How did you first start writing about foraging for ?

I first started writing about foraging in early 2009 for a small online section of the Times that covered two neighbourhoods in Brooklyn. These areas were dense and urban, and I worried I wouldn't find anything growing there. But I discovered so many wonderful edibles growing in tree pits, abandoned lots, and even through cracks in the sidewalks. Little by little, the column became popular and readers began to invite me into their backyards to help identify the edible plants growing there.
 

Describe a typical day of foraging.

It's usually a solitary practice. I prefer to set out alone or sometimes with my daughter, a toddler, whose stroller has a nice basket to keep edibles in. I always bring plastic bags and, depending on the time of year, a few paper ones for mushrooms, which need air circulation.
 

How do New Yorkers respond to your searching for food in their urban parks and doorsteps?

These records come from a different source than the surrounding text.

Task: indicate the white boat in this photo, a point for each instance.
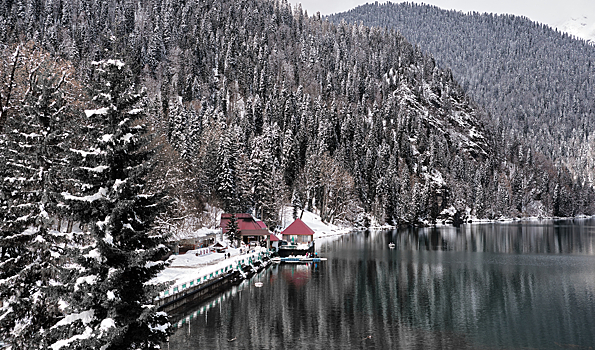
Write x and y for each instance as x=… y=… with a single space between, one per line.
x=297 y=259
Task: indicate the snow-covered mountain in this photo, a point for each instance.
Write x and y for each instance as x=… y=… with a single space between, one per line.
x=582 y=27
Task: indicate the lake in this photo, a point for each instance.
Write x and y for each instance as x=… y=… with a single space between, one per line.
x=522 y=285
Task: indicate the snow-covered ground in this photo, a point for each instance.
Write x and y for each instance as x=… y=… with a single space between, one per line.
x=579 y=26
x=194 y=264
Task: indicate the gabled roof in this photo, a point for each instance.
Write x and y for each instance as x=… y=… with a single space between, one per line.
x=219 y=245
x=247 y=225
x=298 y=227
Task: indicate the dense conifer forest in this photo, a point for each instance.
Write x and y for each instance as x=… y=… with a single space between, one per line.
x=536 y=83
x=137 y=120
x=255 y=103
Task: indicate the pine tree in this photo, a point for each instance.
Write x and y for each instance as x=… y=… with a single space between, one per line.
x=111 y=302
x=31 y=161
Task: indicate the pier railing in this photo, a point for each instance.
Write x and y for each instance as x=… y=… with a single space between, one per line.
x=238 y=264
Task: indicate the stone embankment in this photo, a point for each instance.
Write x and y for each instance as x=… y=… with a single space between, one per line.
x=213 y=282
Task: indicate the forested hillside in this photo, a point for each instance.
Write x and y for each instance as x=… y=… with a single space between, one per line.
x=255 y=104
x=535 y=82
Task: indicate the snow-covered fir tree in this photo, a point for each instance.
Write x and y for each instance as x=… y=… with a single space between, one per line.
x=32 y=159
x=111 y=301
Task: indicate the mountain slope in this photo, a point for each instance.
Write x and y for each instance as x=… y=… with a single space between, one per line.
x=536 y=82
x=258 y=106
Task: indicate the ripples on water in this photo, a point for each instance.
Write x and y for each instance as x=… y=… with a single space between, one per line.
x=492 y=286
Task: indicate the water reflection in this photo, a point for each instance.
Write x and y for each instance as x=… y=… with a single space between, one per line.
x=522 y=285
x=560 y=237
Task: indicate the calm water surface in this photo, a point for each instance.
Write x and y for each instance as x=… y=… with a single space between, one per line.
x=489 y=286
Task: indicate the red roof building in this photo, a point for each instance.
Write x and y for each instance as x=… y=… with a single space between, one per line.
x=298 y=232
x=246 y=223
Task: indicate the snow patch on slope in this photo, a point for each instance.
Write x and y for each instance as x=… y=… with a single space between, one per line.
x=581 y=26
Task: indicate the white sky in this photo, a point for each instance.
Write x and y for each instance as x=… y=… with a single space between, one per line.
x=545 y=11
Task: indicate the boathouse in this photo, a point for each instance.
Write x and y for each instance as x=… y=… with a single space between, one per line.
x=250 y=229
x=298 y=232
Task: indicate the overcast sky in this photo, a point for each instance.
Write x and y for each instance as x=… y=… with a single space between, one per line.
x=545 y=11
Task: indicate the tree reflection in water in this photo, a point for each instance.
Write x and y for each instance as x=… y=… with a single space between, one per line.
x=489 y=286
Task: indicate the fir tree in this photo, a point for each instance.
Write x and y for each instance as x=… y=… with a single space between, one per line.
x=31 y=252
x=111 y=302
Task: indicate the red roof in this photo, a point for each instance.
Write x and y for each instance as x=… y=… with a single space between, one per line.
x=298 y=227
x=246 y=224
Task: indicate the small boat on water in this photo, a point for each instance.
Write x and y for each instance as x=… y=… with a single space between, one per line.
x=297 y=259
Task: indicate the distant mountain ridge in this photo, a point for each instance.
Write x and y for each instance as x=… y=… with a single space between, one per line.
x=582 y=27
x=258 y=106
x=535 y=81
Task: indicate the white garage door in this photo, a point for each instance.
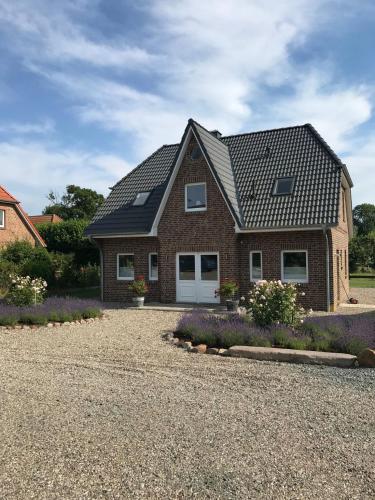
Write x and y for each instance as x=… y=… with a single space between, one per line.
x=197 y=277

Some people have welcomed me into their backyards to tap their maple trees or to see whatever's growing wild there. Others worry I might be harming the environment. I always tell them that most foragers care about the land … as these are the precious areas where we obtain our food.
 

Have you ever misidentified a plant?

The closest I've ever come to poisoning myself was one summer when I was gathering young sprigs of amaranth on Staten Island. I picked a stalk that gave off a peculiar odour - rather like tahini. I knew right away that it was a hallucinogenic plant called jimsonweed. Nearly every year I read about someone who is poisoned by jimsonweed because he or she has confused it with some other green.
 

Why do you think foraging has become more popular in assertively urban areas in recent years?

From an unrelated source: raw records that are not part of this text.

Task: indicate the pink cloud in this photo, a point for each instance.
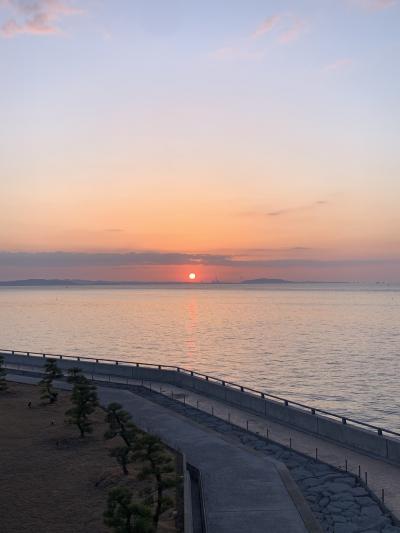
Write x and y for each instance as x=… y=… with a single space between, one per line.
x=266 y=26
x=337 y=65
x=375 y=5
x=293 y=32
x=36 y=17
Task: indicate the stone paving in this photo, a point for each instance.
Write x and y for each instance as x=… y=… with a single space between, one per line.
x=380 y=474
x=338 y=499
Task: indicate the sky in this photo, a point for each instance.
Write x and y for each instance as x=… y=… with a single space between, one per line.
x=147 y=139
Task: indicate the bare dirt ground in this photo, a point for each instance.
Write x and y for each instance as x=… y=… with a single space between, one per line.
x=51 y=481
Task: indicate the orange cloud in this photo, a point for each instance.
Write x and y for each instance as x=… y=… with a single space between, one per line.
x=266 y=26
x=35 y=18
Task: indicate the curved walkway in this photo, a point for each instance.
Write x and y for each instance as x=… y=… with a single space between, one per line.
x=243 y=490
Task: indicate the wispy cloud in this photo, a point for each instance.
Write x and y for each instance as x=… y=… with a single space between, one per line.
x=375 y=5
x=297 y=27
x=35 y=17
x=53 y=260
x=266 y=26
x=231 y=52
x=288 y=210
x=282 y=28
x=339 y=64
x=283 y=211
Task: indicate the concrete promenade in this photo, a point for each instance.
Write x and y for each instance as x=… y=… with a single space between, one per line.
x=379 y=473
x=244 y=491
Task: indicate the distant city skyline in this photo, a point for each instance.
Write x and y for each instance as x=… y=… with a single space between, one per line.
x=233 y=140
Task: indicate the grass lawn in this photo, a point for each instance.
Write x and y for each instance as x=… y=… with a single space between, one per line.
x=51 y=481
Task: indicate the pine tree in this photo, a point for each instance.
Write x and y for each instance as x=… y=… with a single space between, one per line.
x=159 y=465
x=125 y=516
x=3 y=373
x=120 y=424
x=52 y=372
x=84 y=400
x=74 y=374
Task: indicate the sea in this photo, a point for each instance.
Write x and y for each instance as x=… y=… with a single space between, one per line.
x=332 y=346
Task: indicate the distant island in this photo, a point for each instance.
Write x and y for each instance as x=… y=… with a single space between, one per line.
x=267 y=281
x=83 y=282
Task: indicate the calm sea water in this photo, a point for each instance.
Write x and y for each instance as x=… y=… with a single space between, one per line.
x=332 y=346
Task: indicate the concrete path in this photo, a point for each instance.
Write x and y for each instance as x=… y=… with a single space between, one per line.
x=243 y=491
x=379 y=473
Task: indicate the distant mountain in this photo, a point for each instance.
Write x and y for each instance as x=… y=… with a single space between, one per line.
x=269 y=281
x=72 y=283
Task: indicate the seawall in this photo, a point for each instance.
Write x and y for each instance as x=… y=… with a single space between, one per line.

Mainly because of the media attention paid to high-end chefs who forage or use wild ingredients. A growing awareness of our industrialised food system is also a factor. Many foragers enjoy being connected to the land and knowing where their food is coming from.
 

If we were to forage in Hong Kong and China, what would you go in search of? What would you make with it?

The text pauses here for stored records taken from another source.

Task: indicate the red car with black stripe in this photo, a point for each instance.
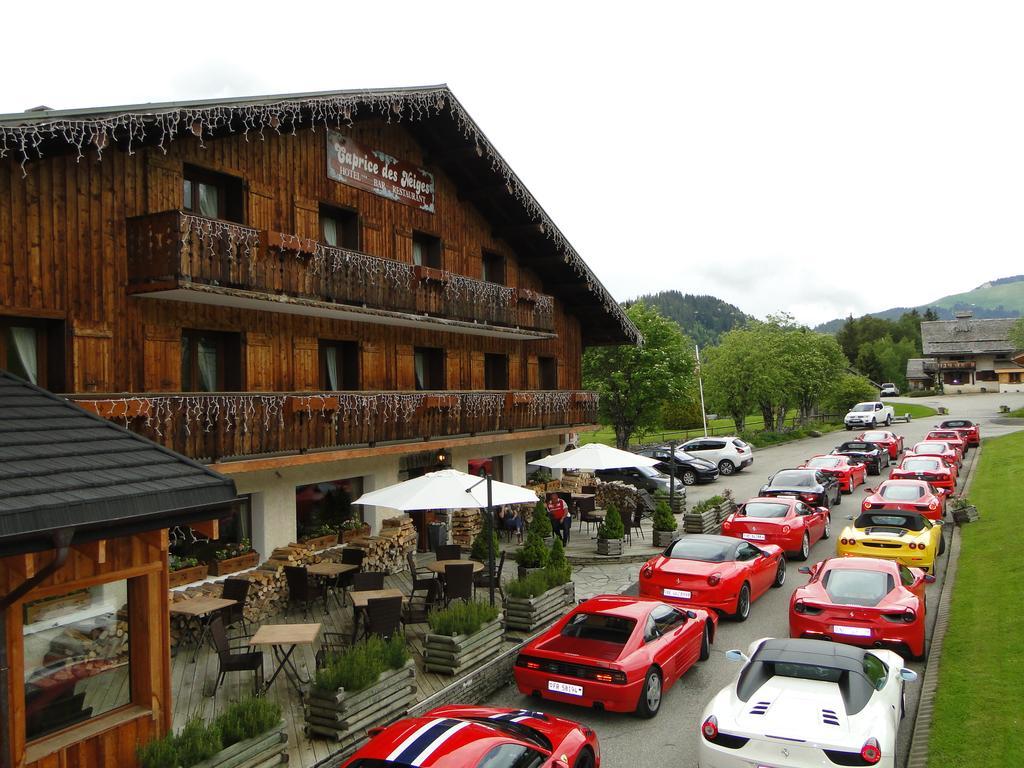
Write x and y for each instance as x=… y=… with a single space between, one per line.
x=892 y=441
x=931 y=469
x=615 y=652
x=714 y=571
x=850 y=473
x=788 y=523
x=861 y=601
x=907 y=496
x=450 y=736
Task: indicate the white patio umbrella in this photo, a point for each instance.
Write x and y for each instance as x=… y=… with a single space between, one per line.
x=594 y=456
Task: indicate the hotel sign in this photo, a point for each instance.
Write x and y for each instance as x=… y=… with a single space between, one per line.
x=376 y=171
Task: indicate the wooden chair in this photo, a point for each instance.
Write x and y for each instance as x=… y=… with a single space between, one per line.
x=483 y=580
x=458 y=582
x=251 y=660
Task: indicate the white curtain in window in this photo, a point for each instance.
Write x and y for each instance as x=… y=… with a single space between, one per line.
x=22 y=353
x=207 y=354
x=208 y=203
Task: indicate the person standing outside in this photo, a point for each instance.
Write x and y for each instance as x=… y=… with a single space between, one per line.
x=559 y=512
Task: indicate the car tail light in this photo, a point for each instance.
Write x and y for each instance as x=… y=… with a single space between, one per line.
x=710 y=729
x=870 y=753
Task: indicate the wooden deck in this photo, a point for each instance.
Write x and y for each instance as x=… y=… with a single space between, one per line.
x=193 y=683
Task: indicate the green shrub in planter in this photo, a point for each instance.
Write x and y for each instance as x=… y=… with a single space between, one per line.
x=461 y=619
x=611 y=527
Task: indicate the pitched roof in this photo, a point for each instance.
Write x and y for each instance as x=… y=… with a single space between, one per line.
x=432 y=114
x=967 y=335
x=64 y=467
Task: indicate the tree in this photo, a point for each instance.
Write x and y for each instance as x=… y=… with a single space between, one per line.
x=636 y=382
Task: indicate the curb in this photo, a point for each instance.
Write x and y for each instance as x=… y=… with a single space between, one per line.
x=918 y=757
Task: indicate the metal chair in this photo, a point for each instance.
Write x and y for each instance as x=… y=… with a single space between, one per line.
x=483 y=580
x=251 y=660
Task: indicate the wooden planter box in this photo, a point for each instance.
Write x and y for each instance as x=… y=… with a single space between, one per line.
x=265 y=750
x=235 y=564
x=609 y=546
x=187 y=576
x=530 y=613
x=451 y=655
x=345 y=717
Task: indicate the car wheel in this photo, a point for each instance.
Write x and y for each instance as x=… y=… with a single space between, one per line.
x=742 y=604
x=779 y=573
x=650 y=694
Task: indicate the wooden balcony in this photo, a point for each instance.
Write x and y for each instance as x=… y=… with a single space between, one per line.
x=215 y=426
x=185 y=257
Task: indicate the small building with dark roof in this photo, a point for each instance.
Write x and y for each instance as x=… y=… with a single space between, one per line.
x=85 y=508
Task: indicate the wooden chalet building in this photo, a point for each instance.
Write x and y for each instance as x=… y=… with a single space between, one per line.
x=317 y=295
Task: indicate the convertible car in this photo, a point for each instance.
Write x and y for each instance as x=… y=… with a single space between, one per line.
x=714 y=571
x=615 y=652
x=906 y=537
x=806 y=702
x=479 y=736
x=787 y=523
x=861 y=601
x=850 y=473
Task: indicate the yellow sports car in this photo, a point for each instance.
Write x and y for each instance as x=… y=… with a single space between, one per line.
x=907 y=537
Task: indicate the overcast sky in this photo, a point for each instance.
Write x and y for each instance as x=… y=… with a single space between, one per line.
x=821 y=158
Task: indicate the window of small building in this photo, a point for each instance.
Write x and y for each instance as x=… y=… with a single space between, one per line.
x=496 y=371
x=339 y=365
x=216 y=196
x=340 y=227
x=426 y=250
x=211 y=361
x=76 y=656
x=429 y=364
x=547 y=370
x=494 y=267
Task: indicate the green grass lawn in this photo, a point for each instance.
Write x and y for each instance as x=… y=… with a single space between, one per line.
x=979 y=719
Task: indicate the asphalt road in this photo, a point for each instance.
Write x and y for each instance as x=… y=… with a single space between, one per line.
x=671 y=737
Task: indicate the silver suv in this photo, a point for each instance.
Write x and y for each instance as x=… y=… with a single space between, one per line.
x=729 y=453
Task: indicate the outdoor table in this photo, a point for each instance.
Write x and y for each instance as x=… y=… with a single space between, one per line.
x=198 y=612
x=290 y=636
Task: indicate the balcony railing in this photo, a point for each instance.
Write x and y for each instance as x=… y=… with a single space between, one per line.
x=224 y=425
x=173 y=250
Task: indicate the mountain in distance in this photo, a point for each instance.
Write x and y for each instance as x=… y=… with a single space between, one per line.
x=704 y=318
x=998 y=298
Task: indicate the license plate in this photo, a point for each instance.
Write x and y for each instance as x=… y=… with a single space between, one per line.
x=572 y=690
x=852 y=631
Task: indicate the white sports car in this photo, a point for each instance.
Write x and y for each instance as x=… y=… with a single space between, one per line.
x=798 y=704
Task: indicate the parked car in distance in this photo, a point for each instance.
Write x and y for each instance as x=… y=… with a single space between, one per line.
x=688 y=469
x=616 y=652
x=729 y=453
x=869 y=415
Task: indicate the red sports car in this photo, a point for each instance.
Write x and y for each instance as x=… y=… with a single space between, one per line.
x=479 y=736
x=968 y=429
x=787 y=523
x=891 y=440
x=930 y=468
x=615 y=652
x=907 y=496
x=850 y=473
x=861 y=601
x=943 y=450
x=714 y=571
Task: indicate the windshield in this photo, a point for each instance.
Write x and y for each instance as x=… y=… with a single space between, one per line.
x=766 y=509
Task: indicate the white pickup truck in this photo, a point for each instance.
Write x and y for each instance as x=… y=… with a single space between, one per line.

I'm most excited about the seafood in Hong Kong. My father's side of the family were big anglers in Toisan and the US, so it's in our blood.
 

Was there anything you were afraid to reveal in your memoir?

The hardest things to reveal were my vulnerable weak spots, including where I was making mistakes in my romantic life. My earliest readers kept saying they couldn't get a read on what I felt at those moments, so I knew that I wasn't giving enough and trying to rush ahead because it was too painful.
 

Throughout your foraging tale, you search for a partner in life. How are the two acts related?

When I forage, I maintain a sense of present non-attachment - I'm looking for edibles but not with any one fixed thing in mind. That mindset helped me while I was dating my husband to not rush into anything too quickly.